Shared Task at SIGTURK 2026 Workshop

Terminology-Aware Machine Translation for English–Turkish Scientific Texts

Today, English serves as the default language of science, leading to the creation of a vast body of scientific texts with specialized technical terminology in English. Domain experts play a crucial role—and ideally should be the primary decision-makers—in determining how scientific terms are translated into their native languages. In this work, we explore whether models can be developed to follow experts’ translation choices and automatically correct or post-edit translations accordingly.

Subtask 1 – Term Detection

Before correcting the translation of technical terms, we must first be able to detect them. The initial task, therefore, is to accurately identify the boundaries of these terms. Given the paragraphs and the sentences, the model should fill the term_pairs with the detected terms. To support contextual understanding, we also provide the corresponding source and target paragraphs.

Data Format

Example JSON instance:

{
    "paragraph_id": 1,
    "sentence_id": 1,
    "source_paragraph": "Randomness is one of the most important parts of cryptography because key generation and the key itself depend on random values. In literature, there exist statistical randomness tests and test suites to evaluate the randomness of the cryptographic algorithm. Although there exist randomness tests, there is no mathematical evidence to prove that a sequence or a number is random. Therefore, it is vital to choose tests in the test suites due to independency and coverage of the tests used in the suites. Sensitivity of these tests to nonnandom data is also important. The tests should be classified to determine that tests are independent and wide.",
    "target_paragraph": "Rasgelelik kriptografinin en önemli kısımlarından biridir çünkü, anahtar üretimi ve anahtarın kendisi rastgele değerlere bağlıdır. Literatürde birçok istatistiksel rastgelelik testi ve bu testleri içeren test paketleri yer almaktadır. Buna rağmen bir dizinin veya bir sayının rastgele olduğunu gösterecek hiçbir matematiksel kanıt yoktur. Bundan dolayı bir istatistiksel test paketi oluştururken bu testlerin seçimi hayati bir önem taşımaktadır. Ayrıca bu testlerin rastgele olmayan verilere karşı duyarlılığı da çok önemlidir. İstatistiksel testlerin birbirinden bağımsız olduğunu ve kapsamının geniş olduğunu belirlemek için sınıflandırılması gerekmektedir.",
    "source_sentence": "Randomness is one of the most important parts of cryptography because key generation and the key itself depend on random values.",
    "target_sentence": "Rastgelelik kriptografinin en önemli kısımlarından biridir çünkü, anahtar üretimi ve anahtarın kendisi rastgele değerlere bağlıdır.",
    "term_pairs": [
        {
            "en": "Randomness",
            "en_start": 0,
            "en_end": 10,
            "tr": "Rastgelelik",
            "tr_start": 0,
            "tr_end": 11
        },
        {
            "en": "cryptography",
            "en_start": 49,
            "en_end": 61,
            "tr": "kriptografinin",
            "tr_start": 12,
            "tr_end": 26
        },
        {
            "en": "key generation",
            "en_start": 70,
            "en_end": 84,
            "tr": "anahtar üretimi",
            "tr_start": 66,
            "tr_end": 81
        },
        {
            "en": "key",
            "en_start": 70,
            "en_end": 73,
            "tr": "anahtar",
            "tr_start": 66,
            "tr_end": 73
        },
        {
            "en": "random values",
            "en_start": 114,
            "en_end": 127,
            "tr": "rastgele değerlere",
            "tr_start": 103,
            "tr_end": 121
        }
    ]
}

Evaluation

We use Precision, Recall, and micro/macro F1 to evaluate each direction separately. Evaluation is token-based: partial matches (e.g., detecting “key” instead of “key generation”) receive proportional credit. See the provided evaluation script for exact scoring details.

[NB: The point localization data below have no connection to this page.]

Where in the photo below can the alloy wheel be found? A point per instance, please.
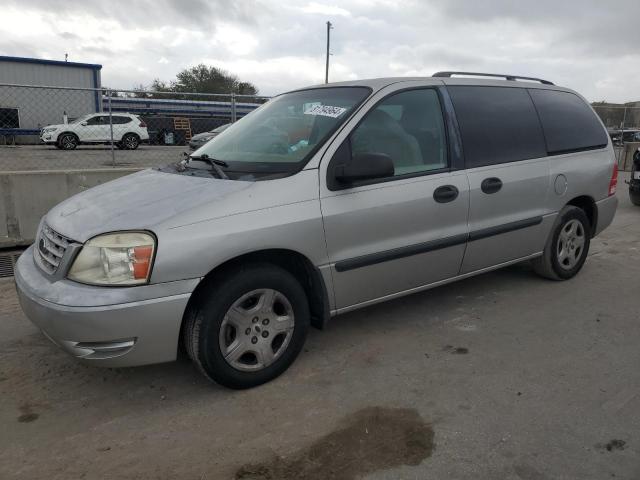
(570, 244)
(256, 330)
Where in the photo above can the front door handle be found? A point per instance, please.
(491, 185)
(445, 194)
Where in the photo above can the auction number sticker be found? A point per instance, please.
(325, 111)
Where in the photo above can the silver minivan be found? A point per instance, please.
(322, 201)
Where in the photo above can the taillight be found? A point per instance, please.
(613, 184)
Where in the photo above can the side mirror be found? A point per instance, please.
(365, 166)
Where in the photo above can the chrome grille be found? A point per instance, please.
(50, 248)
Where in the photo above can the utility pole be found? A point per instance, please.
(326, 73)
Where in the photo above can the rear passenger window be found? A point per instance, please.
(497, 124)
(569, 124)
(120, 120)
(408, 127)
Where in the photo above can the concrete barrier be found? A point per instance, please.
(26, 196)
(625, 160)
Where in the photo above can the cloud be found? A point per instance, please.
(586, 45)
(322, 9)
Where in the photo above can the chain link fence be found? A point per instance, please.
(62, 128)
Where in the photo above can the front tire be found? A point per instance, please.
(68, 141)
(247, 328)
(567, 247)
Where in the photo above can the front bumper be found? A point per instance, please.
(105, 326)
(48, 138)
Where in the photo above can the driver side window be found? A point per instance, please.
(409, 128)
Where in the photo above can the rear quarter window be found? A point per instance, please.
(497, 124)
(568, 123)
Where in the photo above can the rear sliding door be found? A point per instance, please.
(508, 172)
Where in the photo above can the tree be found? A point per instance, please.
(199, 79)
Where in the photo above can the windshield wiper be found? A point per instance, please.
(214, 162)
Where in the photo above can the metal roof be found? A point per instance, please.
(59, 63)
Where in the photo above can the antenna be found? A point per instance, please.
(326, 72)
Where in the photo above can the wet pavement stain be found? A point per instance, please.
(369, 440)
(28, 415)
(612, 445)
(456, 350)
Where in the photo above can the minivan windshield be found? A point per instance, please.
(282, 135)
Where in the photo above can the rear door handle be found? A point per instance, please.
(491, 185)
(445, 194)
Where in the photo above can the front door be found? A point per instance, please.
(391, 235)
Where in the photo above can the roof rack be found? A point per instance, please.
(495, 75)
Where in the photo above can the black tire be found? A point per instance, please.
(204, 321)
(549, 264)
(68, 141)
(130, 141)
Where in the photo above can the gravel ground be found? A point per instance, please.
(502, 376)
(47, 157)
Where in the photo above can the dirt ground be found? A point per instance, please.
(502, 376)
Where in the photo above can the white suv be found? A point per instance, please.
(128, 131)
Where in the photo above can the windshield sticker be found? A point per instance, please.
(325, 111)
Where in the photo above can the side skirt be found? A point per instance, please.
(430, 285)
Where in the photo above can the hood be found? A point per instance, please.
(200, 136)
(138, 202)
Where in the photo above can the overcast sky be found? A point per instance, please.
(591, 46)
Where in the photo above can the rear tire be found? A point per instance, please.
(567, 246)
(247, 328)
(130, 141)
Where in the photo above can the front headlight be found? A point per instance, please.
(122, 258)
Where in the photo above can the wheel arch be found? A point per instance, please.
(588, 205)
(294, 262)
(68, 132)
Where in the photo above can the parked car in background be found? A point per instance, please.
(380, 188)
(624, 136)
(201, 138)
(96, 128)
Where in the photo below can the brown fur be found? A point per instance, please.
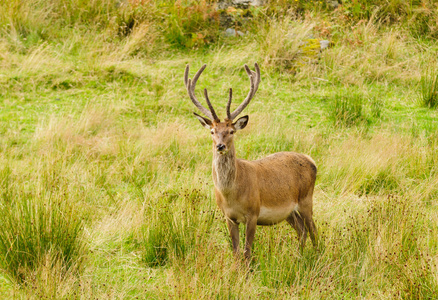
(261, 192)
(282, 182)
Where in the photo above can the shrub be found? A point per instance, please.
(429, 89)
(347, 110)
(33, 227)
(175, 231)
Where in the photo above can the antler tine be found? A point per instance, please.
(254, 78)
(229, 105)
(213, 113)
(186, 75)
(190, 85)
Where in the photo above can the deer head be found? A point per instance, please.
(222, 132)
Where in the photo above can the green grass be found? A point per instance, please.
(429, 89)
(105, 175)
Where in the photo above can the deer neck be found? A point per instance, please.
(224, 169)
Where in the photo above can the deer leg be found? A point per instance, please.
(309, 225)
(295, 220)
(233, 228)
(251, 225)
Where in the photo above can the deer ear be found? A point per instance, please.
(204, 121)
(241, 123)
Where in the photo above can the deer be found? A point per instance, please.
(261, 192)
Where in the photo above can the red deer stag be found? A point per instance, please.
(261, 192)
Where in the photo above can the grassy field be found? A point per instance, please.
(105, 175)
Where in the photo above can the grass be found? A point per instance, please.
(429, 89)
(105, 182)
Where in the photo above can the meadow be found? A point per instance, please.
(105, 174)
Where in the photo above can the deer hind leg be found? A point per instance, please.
(297, 222)
(233, 228)
(306, 213)
(251, 225)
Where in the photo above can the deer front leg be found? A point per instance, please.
(233, 227)
(251, 225)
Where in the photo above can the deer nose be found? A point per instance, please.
(220, 147)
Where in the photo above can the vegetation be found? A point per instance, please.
(105, 176)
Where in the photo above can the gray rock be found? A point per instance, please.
(232, 32)
(239, 3)
(333, 4)
(324, 44)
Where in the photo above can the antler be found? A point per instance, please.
(254, 78)
(190, 85)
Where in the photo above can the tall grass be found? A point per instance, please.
(99, 150)
(429, 89)
(37, 227)
(347, 109)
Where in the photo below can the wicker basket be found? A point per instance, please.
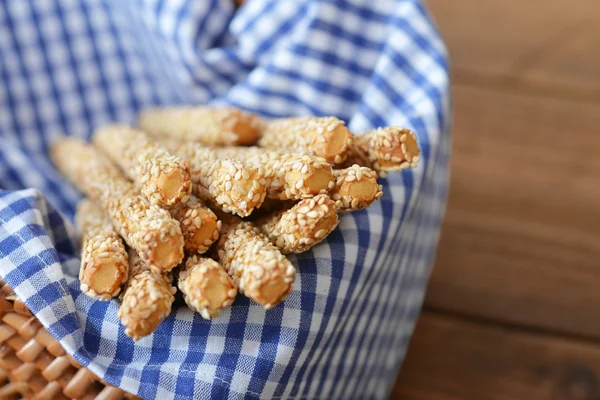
(33, 365)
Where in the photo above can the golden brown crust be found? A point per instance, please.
(104, 262)
(213, 126)
(256, 266)
(355, 188)
(301, 227)
(289, 176)
(236, 187)
(386, 150)
(206, 287)
(147, 299)
(199, 224)
(162, 177)
(147, 228)
(325, 137)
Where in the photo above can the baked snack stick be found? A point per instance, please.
(235, 187)
(256, 266)
(147, 228)
(146, 300)
(199, 225)
(214, 126)
(206, 287)
(355, 188)
(299, 228)
(325, 137)
(162, 177)
(386, 150)
(290, 176)
(104, 262)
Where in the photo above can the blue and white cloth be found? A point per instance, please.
(68, 66)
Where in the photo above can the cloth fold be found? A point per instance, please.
(68, 66)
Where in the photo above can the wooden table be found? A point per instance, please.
(513, 306)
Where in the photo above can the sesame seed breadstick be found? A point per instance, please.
(212, 126)
(299, 228)
(206, 287)
(290, 176)
(386, 150)
(256, 266)
(162, 177)
(104, 262)
(147, 299)
(199, 224)
(236, 187)
(147, 228)
(325, 137)
(355, 188)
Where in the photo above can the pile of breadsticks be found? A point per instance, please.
(185, 201)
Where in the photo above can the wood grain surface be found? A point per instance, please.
(457, 359)
(521, 241)
(511, 309)
(551, 44)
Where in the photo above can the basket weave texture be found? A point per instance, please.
(33, 365)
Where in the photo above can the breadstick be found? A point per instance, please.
(147, 299)
(104, 262)
(208, 125)
(147, 228)
(386, 150)
(256, 266)
(237, 188)
(290, 176)
(325, 137)
(301, 227)
(162, 177)
(206, 287)
(199, 224)
(355, 188)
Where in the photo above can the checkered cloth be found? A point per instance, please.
(68, 66)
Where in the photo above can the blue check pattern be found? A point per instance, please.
(68, 66)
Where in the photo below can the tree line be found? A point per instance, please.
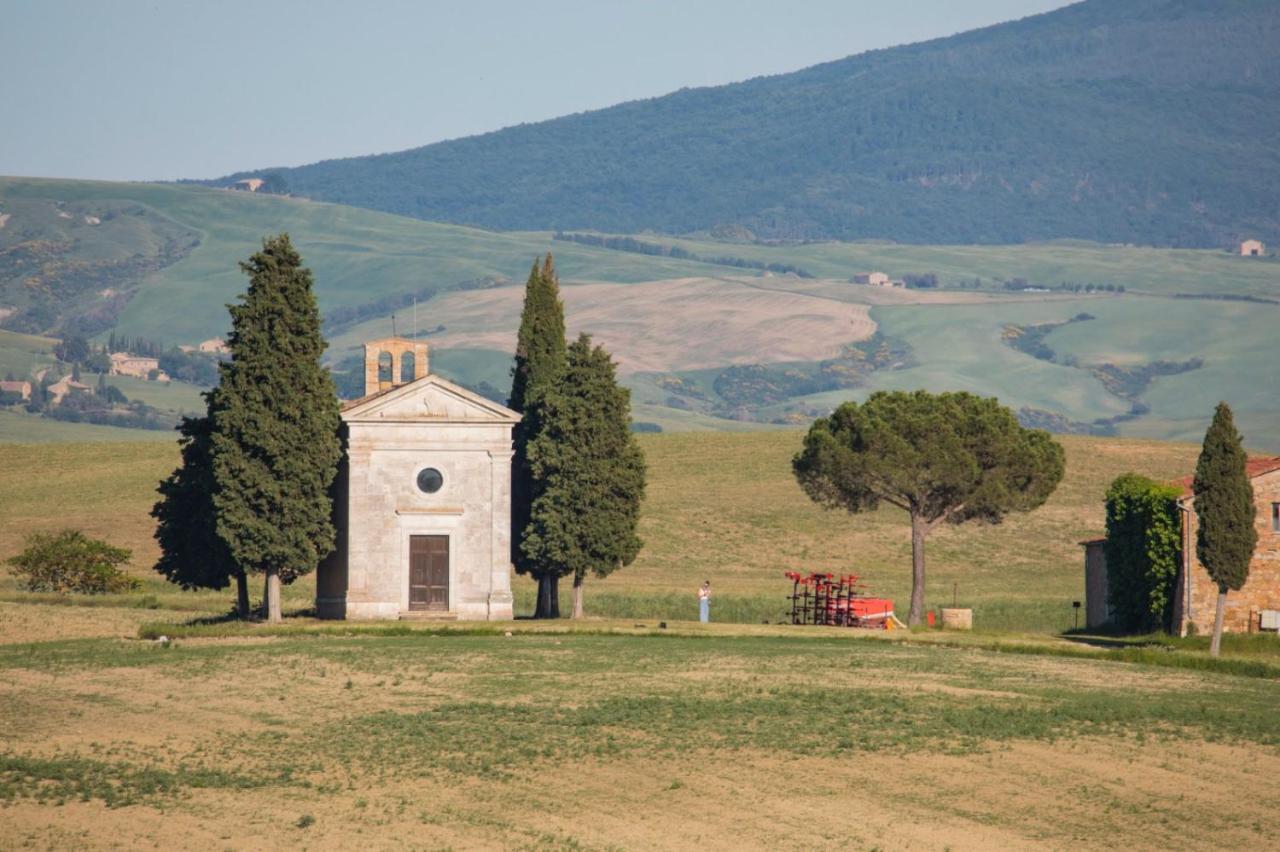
(577, 472)
(251, 495)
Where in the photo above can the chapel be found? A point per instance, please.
(423, 498)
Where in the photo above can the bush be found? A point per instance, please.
(72, 562)
(1143, 552)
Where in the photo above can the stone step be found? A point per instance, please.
(428, 615)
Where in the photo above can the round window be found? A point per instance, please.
(429, 480)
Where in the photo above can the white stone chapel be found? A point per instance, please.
(423, 499)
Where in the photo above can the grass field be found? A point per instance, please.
(688, 315)
(720, 507)
(613, 733)
(603, 742)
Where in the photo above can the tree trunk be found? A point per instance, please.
(1216, 642)
(577, 595)
(242, 595)
(919, 528)
(548, 596)
(273, 598)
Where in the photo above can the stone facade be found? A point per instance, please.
(1197, 595)
(392, 435)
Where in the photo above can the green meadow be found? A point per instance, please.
(954, 337)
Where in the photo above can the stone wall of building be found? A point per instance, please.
(1261, 591)
(382, 507)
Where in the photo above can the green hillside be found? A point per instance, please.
(702, 344)
(1150, 122)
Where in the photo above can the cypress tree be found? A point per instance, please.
(274, 438)
(192, 555)
(585, 517)
(539, 363)
(1225, 535)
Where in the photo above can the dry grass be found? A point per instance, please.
(579, 741)
(722, 507)
(664, 326)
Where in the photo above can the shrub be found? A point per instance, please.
(72, 562)
(1143, 552)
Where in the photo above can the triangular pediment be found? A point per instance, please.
(428, 399)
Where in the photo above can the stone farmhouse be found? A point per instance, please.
(423, 499)
(21, 388)
(137, 366)
(1252, 608)
(65, 385)
(874, 279)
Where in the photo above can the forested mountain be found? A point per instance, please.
(1119, 120)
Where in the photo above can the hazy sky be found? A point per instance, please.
(123, 90)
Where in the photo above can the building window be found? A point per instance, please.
(429, 480)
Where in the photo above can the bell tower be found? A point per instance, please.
(393, 361)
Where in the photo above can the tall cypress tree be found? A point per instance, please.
(1225, 536)
(191, 553)
(584, 520)
(539, 365)
(274, 440)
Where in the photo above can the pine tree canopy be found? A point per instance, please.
(191, 553)
(949, 457)
(539, 363)
(275, 443)
(952, 456)
(1225, 511)
(585, 517)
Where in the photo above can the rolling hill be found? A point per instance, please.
(713, 343)
(1152, 122)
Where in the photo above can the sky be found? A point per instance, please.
(165, 90)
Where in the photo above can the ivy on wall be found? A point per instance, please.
(1143, 552)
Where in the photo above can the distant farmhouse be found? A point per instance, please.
(213, 346)
(137, 366)
(876, 279)
(1252, 608)
(21, 388)
(65, 385)
(423, 498)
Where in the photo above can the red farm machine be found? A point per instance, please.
(837, 600)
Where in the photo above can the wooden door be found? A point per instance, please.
(429, 573)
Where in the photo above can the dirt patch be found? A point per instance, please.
(650, 326)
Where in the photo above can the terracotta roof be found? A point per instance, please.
(1253, 468)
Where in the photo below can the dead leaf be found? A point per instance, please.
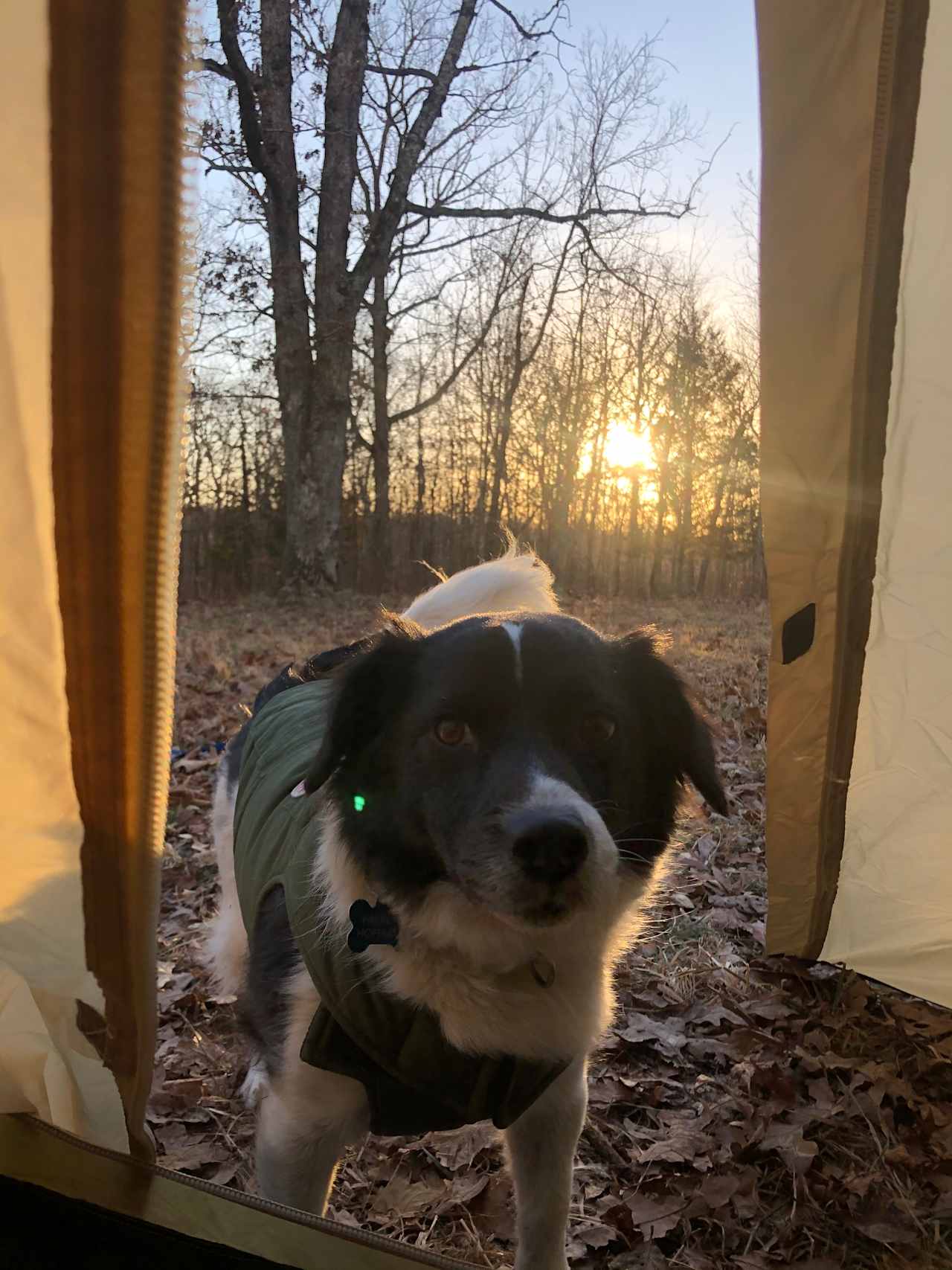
(405, 1196)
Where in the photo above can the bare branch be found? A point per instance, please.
(524, 31)
(541, 214)
(208, 64)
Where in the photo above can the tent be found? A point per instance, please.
(856, 461)
(856, 263)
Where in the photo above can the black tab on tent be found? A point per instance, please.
(797, 634)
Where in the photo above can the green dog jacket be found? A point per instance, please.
(415, 1080)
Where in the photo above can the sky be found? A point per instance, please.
(713, 48)
(713, 54)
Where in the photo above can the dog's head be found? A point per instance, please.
(524, 761)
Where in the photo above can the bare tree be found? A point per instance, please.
(315, 329)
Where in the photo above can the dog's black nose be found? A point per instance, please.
(549, 847)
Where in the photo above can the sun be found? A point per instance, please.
(628, 449)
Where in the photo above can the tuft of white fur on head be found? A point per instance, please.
(517, 580)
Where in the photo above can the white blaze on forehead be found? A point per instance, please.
(515, 632)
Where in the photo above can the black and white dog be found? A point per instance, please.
(522, 779)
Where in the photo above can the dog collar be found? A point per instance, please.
(371, 925)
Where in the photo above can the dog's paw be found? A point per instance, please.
(254, 1085)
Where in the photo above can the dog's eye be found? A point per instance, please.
(598, 728)
(452, 732)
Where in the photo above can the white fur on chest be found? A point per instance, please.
(465, 964)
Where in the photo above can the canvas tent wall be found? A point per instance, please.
(856, 472)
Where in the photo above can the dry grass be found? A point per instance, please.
(745, 1112)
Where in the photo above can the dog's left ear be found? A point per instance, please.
(677, 737)
(371, 682)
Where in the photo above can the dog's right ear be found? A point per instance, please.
(371, 684)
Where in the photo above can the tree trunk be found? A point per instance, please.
(269, 143)
(315, 483)
(380, 537)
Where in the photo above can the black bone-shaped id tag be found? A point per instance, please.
(371, 925)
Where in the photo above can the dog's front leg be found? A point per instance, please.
(306, 1119)
(541, 1147)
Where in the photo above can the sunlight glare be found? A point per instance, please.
(628, 449)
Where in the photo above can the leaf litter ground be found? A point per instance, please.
(745, 1112)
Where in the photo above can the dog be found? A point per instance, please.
(501, 781)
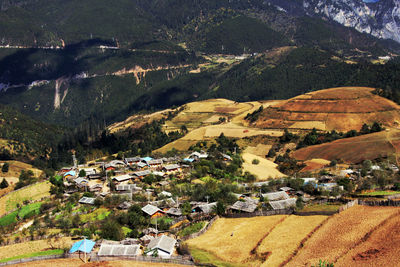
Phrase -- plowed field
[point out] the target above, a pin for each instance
(341, 233)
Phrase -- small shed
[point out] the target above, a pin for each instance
(87, 200)
(122, 178)
(164, 245)
(172, 168)
(141, 174)
(119, 250)
(174, 212)
(124, 205)
(85, 246)
(153, 211)
(248, 205)
(283, 204)
(279, 195)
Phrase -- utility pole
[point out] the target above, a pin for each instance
(84, 246)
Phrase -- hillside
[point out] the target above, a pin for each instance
(340, 109)
(300, 240)
(355, 149)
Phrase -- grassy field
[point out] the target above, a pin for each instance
(35, 254)
(79, 262)
(263, 170)
(380, 193)
(342, 109)
(32, 247)
(355, 149)
(98, 214)
(236, 239)
(191, 229)
(341, 233)
(280, 244)
(382, 248)
(33, 192)
(25, 210)
(321, 207)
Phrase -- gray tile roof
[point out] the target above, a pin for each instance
(119, 250)
(283, 204)
(247, 206)
(164, 243)
(87, 200)
(279, 195)
(150, 209)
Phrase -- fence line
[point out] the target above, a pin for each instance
(348, 205)
(202, 231)
(259, 213)
(38, 258)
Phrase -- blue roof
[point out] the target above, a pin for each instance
(73, 173)
(83, 246)
(147, 158)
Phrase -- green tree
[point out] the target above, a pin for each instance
(112, 230)
(299, 203)
(82, 173)
(5, 167)
(220, 208)
(4, 184)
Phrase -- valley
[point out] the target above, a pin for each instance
(199, 133)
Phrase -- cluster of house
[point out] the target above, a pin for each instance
(160, 245)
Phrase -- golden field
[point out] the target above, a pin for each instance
(32, 192)
(232, 240)
(263, 170)
(341, 233)
(286, 237)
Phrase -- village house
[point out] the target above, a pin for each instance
(279, 195)
(132, 161)
(248, 205)
(96, 188)
(177, 212)
(164, 245)
(122, 178)
(153, 211)
(155, 163)
(87, 200)
(203, 207)
(172, 168)
(118, 250)
(283, 204)
(124, 205)
(141, 174)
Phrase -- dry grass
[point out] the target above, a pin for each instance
(33, 192)
(232, 240)
(382, 248)
(340, 233)
(286, 237)
(79, 262)
(342, 109)
(355, 149)
(32, 246)
(259, 150)
(263, 170)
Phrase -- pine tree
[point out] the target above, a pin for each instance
(4, 184)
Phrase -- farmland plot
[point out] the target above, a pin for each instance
(341, 233)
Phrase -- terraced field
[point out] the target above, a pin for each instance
(354, 149)
(342, 233)
(342, 109)
(33, 192)
(355, 237)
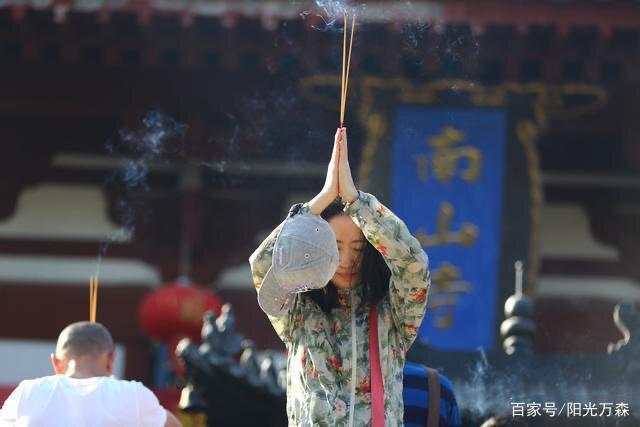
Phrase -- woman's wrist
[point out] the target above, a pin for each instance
(351, 197)
(320, 202)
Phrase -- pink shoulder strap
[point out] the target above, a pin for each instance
(377, 386)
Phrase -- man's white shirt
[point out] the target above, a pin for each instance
(60, 401)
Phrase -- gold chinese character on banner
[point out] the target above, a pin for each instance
(466, 236)
(444, 293)
(446, 158)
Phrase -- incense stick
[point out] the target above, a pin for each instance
(346, 82)
(93, 298)
(346, 64)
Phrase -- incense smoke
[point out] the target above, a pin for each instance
(158, 137)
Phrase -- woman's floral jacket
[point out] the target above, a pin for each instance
(328, 374)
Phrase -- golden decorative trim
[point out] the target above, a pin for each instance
(547, 101)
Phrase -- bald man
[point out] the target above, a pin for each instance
(83, 392)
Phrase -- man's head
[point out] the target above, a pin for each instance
(84, 350)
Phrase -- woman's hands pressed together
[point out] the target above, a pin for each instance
(338, 181)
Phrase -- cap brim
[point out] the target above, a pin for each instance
(272, 299)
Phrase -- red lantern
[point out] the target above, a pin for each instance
(176, 310)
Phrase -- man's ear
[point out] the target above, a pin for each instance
(111, 357)
(58, 365)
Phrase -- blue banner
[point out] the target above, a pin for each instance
(447, 169)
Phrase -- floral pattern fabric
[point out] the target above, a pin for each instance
(319, 345)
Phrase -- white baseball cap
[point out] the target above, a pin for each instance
(305, 257)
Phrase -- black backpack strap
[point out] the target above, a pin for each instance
(434, 397)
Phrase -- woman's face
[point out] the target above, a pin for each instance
(351, 244)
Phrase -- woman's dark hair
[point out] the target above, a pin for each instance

Subtask 2 – Term Correction with Expert Input

In this subtask, the goal is to post-edit the translation of technical terms using expert-provided hints. Given the source and target paragraphs, corresponding sentences, detected term boundaries, and expert input (if available), the model must correct the translation of each term to conform to the expert’s preferred terminology.

The system should fill the "correction" field for each term:

The field must contain only the corrected Turkish term (with appropriate suffixes if required).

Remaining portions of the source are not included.